Dispose of drill cuttings on land rather than on the seabed
Overall effectiveness category No evidence found (no assessment)
Number of studies: 0
Background information and definitions
Routine oil and gas drilling activities can impact subtidal invertebrate seabed communities due to the production of drill cuttings. Drill cuttings consist of the fragments of rock that are removed as each oil or gas well is drilled. The drill cuttings are usually discharged onto the seafloor in the vicinity of the platforms to form a cuttings pile, but are often contaminated with drilling fluids, oil and chemical additives which can leach and pollute the sediments. Drill cuttings can also smother and bury organisms under their weight (Henry et al. 2017). Disposing of drill cuttings on land rather than on the seabed (Melton et al. 2000; 2004), for instance following protective legislation or changes in activity management, can potentially stop the threat and allow for the community to recover over time. Evidence related to alternative means of disposing drill cuttings are summarised under “Threat: Energy production and mining - Bury drill cuttings in the seabed rather than leaving them on the seabed surface”, and those related to stopping their disposal under “Cease or prohibit the deposit of drill cuttings on the seabed”.
Henry L.A., Harries D., Kingston P. & Roberts J.M. (2017) Historic scale and persistence of drill cuttings impacts on North Sea benthos. Marine Environmental Research, 129, 219–228.

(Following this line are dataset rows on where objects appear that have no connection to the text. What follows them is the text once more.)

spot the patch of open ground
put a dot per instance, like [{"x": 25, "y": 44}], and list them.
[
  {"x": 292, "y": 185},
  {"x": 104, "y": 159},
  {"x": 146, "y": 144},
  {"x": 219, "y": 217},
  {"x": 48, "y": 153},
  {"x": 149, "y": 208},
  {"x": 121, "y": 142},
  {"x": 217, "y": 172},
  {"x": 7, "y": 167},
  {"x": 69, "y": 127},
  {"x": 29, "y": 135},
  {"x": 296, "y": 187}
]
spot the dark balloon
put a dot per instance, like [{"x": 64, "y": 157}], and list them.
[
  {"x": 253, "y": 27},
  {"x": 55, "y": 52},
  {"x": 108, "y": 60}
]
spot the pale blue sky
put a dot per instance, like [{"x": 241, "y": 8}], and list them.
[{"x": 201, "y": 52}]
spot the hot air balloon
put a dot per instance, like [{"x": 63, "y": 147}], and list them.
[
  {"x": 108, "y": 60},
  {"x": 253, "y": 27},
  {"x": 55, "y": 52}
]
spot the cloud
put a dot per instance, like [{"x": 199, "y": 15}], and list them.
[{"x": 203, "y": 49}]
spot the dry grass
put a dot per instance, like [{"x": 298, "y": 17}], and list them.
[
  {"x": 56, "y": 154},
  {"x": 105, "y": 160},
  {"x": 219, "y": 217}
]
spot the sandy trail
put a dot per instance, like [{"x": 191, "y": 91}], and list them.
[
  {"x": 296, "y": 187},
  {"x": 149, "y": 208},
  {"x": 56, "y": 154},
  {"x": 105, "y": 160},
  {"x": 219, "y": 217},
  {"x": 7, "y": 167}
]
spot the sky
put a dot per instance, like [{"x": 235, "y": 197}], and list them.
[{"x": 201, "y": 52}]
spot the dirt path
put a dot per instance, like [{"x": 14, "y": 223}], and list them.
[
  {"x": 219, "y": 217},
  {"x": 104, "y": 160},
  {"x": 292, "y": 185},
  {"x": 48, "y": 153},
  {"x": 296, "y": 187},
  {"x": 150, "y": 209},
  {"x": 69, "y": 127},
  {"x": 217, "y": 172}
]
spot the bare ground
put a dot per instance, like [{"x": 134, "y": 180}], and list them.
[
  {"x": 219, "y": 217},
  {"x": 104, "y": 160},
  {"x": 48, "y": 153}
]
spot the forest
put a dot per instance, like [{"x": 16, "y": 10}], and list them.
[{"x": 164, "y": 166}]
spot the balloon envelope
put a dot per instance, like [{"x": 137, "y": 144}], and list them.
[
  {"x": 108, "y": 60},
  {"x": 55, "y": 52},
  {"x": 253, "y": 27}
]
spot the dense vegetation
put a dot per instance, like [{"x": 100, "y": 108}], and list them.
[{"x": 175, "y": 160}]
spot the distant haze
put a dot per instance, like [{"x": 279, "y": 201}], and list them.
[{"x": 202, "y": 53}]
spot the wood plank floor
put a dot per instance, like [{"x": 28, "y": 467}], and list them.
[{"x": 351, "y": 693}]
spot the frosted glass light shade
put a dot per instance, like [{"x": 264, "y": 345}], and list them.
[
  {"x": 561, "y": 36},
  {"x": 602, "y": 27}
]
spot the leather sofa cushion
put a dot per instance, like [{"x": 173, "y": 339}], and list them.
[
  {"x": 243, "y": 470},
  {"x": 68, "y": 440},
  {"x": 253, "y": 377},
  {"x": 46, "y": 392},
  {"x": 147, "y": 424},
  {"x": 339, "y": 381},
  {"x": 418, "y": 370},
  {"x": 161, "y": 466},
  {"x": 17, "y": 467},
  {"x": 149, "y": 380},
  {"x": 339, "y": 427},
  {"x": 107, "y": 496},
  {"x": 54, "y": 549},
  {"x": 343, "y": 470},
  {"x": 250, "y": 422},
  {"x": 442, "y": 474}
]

Melton H.R., Smith J.P., Mairs H.L., Bernier R.F., Garland E., Glickman A.H., Jones F.V., Ray J.P., Thomas D. & Campbell J.A. (2004) Environmental aspects of the use and disposal of non-aqueous drilling fluids associated with offshore oil & gas operations. In: SPE International Conference on Health, Safety, and Environment in Oil and Gas Exploration and Production. Society of Petroleum Engineers.
Melton H.R., Smith J.P., Martin C.R., Nedwed T.J., Mairs H.L. & Raught D.L. (2000) Offshore discharge of drilling fluids and cuttings–a scientific perspective on public policy. In Rio Oil and Gas Conference. Rio de Janeiro, Brazil.